However, for many it's caused confusion and the caller wanted to know why his bill would be £3,500.

He's not the only on either. Suppliers have been sending out new bills to customers with details of how much more they will pay from April, creating confusion and anger over the amounts.

Around 22million customers are now on standard variable bills and subject to the price cap as fixed tariffs are now far higher.

For electricity the unit price is rising from £0.21 per kWh to £0.28 per kWh. And for gas it’s rising from £0.04 per kWh to £0.07 per kWh.

There's also a standing charge on bills which is a daily fixed charge.

This is capped and is going up in April too, from £0.25 to £0.45 for electricity and from £0.26 to £0.27 for gas.

As this is a fixed charge, unfortunately reducing your energy use around the home won't affect the cost, like with the unit price part of the bill.

Fixed cost bill rise

Standing charges cover the cost of running and maintaining the energy network, a bit like line rental with a landline phone.

It also covers the cost of failed energy firms and more than twenty have gone bust recently because of rocketing wholesale prices.

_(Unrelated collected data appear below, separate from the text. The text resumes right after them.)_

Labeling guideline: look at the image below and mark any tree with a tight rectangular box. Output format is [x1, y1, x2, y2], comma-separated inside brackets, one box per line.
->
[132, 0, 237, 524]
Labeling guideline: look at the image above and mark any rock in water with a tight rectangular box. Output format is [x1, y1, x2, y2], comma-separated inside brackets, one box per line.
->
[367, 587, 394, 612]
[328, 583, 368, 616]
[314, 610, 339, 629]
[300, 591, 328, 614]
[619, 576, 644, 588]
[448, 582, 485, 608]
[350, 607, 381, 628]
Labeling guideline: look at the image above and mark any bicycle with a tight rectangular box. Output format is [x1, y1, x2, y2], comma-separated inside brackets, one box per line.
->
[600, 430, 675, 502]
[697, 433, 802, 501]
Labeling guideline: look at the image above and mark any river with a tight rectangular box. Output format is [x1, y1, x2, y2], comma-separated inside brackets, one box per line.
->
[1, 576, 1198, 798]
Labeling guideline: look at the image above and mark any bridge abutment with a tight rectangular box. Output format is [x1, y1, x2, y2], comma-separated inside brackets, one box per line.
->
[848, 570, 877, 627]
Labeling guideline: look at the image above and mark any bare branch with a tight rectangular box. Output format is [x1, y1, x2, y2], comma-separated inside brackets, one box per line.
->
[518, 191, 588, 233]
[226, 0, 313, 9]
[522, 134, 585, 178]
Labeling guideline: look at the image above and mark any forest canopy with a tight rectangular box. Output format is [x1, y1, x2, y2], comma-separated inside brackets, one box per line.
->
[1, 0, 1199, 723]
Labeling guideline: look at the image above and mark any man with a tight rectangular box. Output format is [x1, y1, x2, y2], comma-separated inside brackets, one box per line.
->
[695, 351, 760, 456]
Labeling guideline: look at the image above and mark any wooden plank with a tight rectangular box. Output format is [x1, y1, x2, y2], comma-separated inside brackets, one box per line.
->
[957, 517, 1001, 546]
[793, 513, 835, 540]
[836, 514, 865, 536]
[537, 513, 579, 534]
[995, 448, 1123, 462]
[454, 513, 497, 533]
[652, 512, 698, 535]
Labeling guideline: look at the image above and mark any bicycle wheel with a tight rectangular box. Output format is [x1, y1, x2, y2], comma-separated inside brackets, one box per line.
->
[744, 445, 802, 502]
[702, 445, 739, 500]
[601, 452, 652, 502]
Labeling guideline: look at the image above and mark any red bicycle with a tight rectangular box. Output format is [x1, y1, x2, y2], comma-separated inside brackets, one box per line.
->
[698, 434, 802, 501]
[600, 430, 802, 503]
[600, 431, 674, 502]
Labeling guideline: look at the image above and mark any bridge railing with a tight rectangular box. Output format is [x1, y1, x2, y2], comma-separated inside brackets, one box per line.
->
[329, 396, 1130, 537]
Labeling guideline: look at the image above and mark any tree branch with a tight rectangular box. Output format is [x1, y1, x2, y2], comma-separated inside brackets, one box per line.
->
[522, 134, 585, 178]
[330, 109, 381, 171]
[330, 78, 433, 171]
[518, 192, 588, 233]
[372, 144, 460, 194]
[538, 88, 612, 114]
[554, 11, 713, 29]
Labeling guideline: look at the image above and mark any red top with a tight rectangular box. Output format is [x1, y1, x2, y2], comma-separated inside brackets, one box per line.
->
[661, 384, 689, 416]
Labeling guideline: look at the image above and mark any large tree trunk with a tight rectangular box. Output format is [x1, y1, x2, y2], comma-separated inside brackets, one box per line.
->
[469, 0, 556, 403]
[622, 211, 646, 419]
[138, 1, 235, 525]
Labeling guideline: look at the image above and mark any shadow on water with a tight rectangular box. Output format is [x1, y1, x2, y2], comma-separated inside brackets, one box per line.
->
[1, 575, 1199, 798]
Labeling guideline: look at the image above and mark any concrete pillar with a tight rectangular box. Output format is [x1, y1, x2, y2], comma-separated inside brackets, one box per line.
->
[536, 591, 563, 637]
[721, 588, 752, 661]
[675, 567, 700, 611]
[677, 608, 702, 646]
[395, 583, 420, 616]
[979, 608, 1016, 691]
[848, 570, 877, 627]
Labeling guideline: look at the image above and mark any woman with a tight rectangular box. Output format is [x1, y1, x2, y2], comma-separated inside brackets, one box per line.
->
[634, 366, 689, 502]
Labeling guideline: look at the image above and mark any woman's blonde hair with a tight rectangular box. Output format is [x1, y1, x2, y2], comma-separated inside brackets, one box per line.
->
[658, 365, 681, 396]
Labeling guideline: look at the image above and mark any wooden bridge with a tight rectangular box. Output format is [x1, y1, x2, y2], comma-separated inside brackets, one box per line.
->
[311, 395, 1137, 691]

Part of it also covers the green gas levy to help reach net zero emissions by 2050 and the costs of the Warm Home Discount scheme, which offers low-income households money off bills.

On top of those costs, energy bills are also subject to VAT of 5%, which has not changed, despite calls for the tax to be scrapped temporarily.

There are also regional variations in your standing charge and unit price, though overall you can't be charged more than the cap amounts.

Energy distribution networks run the supplies of gas and electricity to homes and this cost can vary in different areas, which energy suppliers then reflect in the price.

So the same supplier might charge a different unit price or standing charge from one are to another, even on the same standard variable tariff.

Energy bill help if you're struggling

There are schemes offered by suppliers, local councils, charities and the government that could also help.

If you're struggling with energy costs or other bills there are plenty of organisations where you can seek advice for free, including:

  • National Debtline – 0808 808 4000
  • Step Change – 0800 138 1111
  • Citizens Advice – 0808 800 9060

You should speak to your energy supplier in the first instance as they have schemes in place to help with bills and arrears, including hardship funds and grants.

Your local council may also be able to help with cash and grants if you are struggling with bills through the Household Support Scheme

The winter fuel payment scheme, where those getting the state pension can get between £100 and £300 to offset the cost of keeping their homes warm.

Low income households can get £25 a week to help with energy bills during the winter thanks to the cold weather payment scheme too.

The warm home discount scheme means you can a £140 payment that goes toward your heating costs – but you need to act quick as this scheme has already closed at most energy suppliers.

Chancellor Rishi Sunak announced a £150 council tax discount for millions of Brits in an attempt to ease the cost of living crisis.